A história de Claudio Semedo Borges poderia ser a de muitos jovens da diáspora cabo-verdiana, mas o desfecho trocou os estádios pelas cozinhas de luxo. Aos 35 anos, este talento nascido na Praia, crescido em Portugal e amadurecido em França, é hoje uma das figuras centrais da nova vaga gastronómica de Paris.
Atualmente no comando da cozinha do histórico hotel Prince de Galles e ainda fresco na memória do público após uma participação marcante no Top Chef 2025, Claudio afirmou-se pela técnica irrepreensível e por uma calma imperturbável.
Do sonho da bola à realidade da cozinha
Claudio deixou Cabo Verde com apenas 9 anos rumo a Portugal. Durante a adolescência, o sonho, como o de tantos outros, corria nos relvados de futebol. A cozinha era um cenário distante.
A viragem deu-se aos 19 anos, quando decidiu emigrar para França. Longe da família e num país novo, o futebol ficou para trás.
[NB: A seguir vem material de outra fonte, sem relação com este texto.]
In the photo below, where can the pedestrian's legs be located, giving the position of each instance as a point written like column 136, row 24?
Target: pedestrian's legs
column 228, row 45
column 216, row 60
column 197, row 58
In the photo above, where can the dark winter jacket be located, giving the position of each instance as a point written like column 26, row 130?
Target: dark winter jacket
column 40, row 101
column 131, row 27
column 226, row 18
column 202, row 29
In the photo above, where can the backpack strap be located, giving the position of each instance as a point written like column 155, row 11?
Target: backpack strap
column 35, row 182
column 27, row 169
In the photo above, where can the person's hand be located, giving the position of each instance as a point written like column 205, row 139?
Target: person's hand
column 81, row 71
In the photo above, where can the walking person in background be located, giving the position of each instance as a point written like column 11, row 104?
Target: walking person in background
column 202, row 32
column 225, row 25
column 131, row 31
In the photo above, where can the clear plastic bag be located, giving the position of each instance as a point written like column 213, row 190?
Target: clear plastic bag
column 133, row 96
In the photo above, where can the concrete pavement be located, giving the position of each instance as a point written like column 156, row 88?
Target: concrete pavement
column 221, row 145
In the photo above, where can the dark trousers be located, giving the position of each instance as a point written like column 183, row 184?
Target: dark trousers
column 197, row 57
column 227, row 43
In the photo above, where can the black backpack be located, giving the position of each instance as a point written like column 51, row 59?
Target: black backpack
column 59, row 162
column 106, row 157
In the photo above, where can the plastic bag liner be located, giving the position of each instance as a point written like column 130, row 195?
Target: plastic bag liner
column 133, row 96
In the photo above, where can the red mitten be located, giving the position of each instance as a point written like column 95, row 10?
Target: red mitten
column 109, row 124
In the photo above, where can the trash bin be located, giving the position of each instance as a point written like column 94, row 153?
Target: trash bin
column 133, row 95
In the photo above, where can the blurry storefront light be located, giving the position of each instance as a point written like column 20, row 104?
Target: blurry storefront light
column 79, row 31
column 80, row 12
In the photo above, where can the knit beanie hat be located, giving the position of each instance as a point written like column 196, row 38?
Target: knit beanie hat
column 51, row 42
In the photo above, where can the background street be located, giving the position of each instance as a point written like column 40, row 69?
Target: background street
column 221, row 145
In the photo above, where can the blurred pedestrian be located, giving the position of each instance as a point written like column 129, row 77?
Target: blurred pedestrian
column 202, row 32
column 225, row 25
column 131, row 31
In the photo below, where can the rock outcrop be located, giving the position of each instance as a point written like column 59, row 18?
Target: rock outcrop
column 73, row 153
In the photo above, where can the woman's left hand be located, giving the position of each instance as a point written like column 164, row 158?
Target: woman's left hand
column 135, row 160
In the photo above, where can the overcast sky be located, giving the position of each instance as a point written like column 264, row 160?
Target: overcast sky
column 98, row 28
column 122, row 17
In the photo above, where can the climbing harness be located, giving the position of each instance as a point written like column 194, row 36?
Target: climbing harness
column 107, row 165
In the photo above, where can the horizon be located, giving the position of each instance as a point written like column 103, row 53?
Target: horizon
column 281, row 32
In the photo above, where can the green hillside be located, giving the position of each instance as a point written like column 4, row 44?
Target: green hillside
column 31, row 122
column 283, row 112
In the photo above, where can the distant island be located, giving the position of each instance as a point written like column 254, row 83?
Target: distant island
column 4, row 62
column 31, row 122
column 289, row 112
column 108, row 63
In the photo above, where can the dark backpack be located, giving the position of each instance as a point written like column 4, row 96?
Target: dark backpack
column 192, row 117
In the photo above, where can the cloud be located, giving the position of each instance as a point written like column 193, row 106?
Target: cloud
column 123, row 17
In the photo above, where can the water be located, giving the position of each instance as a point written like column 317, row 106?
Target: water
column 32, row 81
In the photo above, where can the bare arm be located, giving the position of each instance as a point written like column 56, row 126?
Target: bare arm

O que começou por necessidade transformou-se numa vocação: a determinação de “subir a pulso” levou-o a trocar as chuteiras pelas facas, mergulhando de cabeça numa das indústrias mais competitivas do mundo.
A escola da exigência: Le Bristol e o rigor Michelin
O percurso de Claudio foi talhado na elite. A sua formação não se fez em escolas teóricas, mas no “terreno” mais exigente possível. Uma das etapas decisivas foi a passagem pelo Épicure, o restaurante três estrelas Michelin do hotel Le Bristol. Ali, sob a tutela do lendário chef Éric Frechon, Claudio absorveu a gramática da alta cozinha francesa, onde o erro não é uma opção.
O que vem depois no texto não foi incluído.